Die Geschichte des Pebble reicht bis ins Jahr 2012 zurück, als sein Schöpfer Eric Migicovsky über Kickstarter mehr als zehn Millionen Dollar erhielt. Seine Nutzer schwören noch heute auf die Einfachheit und das Design der originalen Pebble-Modelle, aber das reichte nicht aus, um die Schließung des Unternehmens im Jahr 2016 zu verhindern. Pebble ging an Fitbit, das wiederum von Google übernommen wurde, und so kommen wir zur neuesten Neuigkeit: Der Gigant aus Mountain View hat das Betriebssystem PebbleOS als Open Source freigegeben, was eine Welle von Ankündigungen ausgelöst hat, darunter die Einführung neuer Uhren.

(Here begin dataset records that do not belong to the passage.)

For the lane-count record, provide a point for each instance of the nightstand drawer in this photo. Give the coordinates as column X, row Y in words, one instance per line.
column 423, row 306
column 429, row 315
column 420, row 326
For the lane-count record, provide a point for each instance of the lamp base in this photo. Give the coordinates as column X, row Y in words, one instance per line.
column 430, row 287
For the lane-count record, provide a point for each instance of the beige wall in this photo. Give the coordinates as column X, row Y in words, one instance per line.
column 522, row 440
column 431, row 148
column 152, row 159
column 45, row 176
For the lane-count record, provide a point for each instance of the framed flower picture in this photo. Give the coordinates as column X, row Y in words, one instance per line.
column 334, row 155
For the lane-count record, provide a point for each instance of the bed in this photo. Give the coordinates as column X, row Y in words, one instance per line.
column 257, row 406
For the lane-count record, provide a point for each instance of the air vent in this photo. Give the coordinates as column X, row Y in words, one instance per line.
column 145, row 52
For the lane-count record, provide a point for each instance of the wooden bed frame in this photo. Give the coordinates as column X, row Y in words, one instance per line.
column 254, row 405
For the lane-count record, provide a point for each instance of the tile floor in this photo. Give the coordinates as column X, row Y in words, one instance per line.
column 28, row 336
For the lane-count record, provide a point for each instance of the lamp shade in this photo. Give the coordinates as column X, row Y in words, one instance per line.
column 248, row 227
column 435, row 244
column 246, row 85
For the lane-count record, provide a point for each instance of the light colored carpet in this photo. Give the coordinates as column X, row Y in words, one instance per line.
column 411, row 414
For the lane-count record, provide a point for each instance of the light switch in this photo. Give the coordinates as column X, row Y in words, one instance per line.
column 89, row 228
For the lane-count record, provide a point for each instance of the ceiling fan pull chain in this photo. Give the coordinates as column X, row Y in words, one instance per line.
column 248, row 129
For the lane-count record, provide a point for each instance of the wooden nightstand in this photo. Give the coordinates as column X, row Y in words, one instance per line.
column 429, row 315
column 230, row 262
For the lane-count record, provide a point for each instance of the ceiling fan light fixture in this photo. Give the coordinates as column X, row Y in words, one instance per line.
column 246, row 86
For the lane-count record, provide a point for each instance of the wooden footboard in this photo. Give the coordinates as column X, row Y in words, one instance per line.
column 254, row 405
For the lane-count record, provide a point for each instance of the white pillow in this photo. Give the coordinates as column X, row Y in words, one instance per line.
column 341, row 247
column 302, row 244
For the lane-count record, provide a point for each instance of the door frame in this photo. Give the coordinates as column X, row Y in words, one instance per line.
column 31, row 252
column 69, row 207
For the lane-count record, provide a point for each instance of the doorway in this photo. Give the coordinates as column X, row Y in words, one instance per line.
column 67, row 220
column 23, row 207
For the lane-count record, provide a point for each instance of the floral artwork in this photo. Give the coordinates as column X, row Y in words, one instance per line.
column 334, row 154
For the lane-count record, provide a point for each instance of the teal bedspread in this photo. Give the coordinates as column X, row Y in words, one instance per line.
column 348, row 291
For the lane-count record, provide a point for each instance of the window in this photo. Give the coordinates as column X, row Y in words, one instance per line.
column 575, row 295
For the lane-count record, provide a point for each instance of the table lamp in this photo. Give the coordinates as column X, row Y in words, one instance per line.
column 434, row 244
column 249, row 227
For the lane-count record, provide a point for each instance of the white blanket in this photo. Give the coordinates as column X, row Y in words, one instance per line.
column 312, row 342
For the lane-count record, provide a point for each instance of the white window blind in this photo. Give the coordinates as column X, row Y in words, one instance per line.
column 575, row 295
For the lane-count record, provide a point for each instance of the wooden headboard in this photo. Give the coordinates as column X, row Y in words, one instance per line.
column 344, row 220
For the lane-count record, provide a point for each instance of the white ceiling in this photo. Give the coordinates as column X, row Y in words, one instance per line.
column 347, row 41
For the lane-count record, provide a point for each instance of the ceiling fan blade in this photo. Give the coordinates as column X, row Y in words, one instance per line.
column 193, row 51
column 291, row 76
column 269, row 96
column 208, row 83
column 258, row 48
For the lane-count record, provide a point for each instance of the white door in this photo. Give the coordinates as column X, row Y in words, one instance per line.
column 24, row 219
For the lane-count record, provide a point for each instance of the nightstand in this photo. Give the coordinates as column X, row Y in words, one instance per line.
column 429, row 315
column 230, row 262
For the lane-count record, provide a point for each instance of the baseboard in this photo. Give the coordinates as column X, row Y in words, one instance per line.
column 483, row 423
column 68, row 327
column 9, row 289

Ich erinnere mich noch gut an den Hype um Smartwatches und Wearables. Jeden Tag tauchte ein „Me-too“-Gerät auf mit dem Versprechen, den Markt zu revolutionieren, aber am Ende machten sie immer dieselben Fehler: Entweder versuchten sie zu viel, oder sie taten zu wenig, oder ihr Preis war absurd. Meine persönliche Erfahrung beschränkte sich auf ein Xiaomi Mi Band 3, das gut funktionierte, bis sich das Armband auflöste und der Akku aufgab. Es landete in einer Kiste und sammelte Staub, und das scheint das Schicksal vieler Smartwatches zu sein.
Wenn man sich die Kommentare seiner Nutzer ansieht, ist der Pebble die Ausnahme. Seine offizielle Geschichte endete im Juni 2018, als alle Cloud-Dienste eingestellt wurden, aber eine Gruppe von Enthusiasten startete das Rebble-Projekt, um ihre Geräte am Leben zu erhalten. Parallel dazu bat Eric Migicovsky, der ursprüngliche Schöpfer des Pebble, seine Freunde bei Google, das Betriebssystem PebbleOS freizugeben, und erkundete die Möglichkeit, sein altes Geschäft wiederzubeleben. Glücklicherweise sagte das Mutterschiff aus Mountain View ja, und der Code wurde bereits auf GitHub veröffentlicht. Was bedeutet das? Wenn alles gut geht, wird es in Zukunft neue Pebbles geben.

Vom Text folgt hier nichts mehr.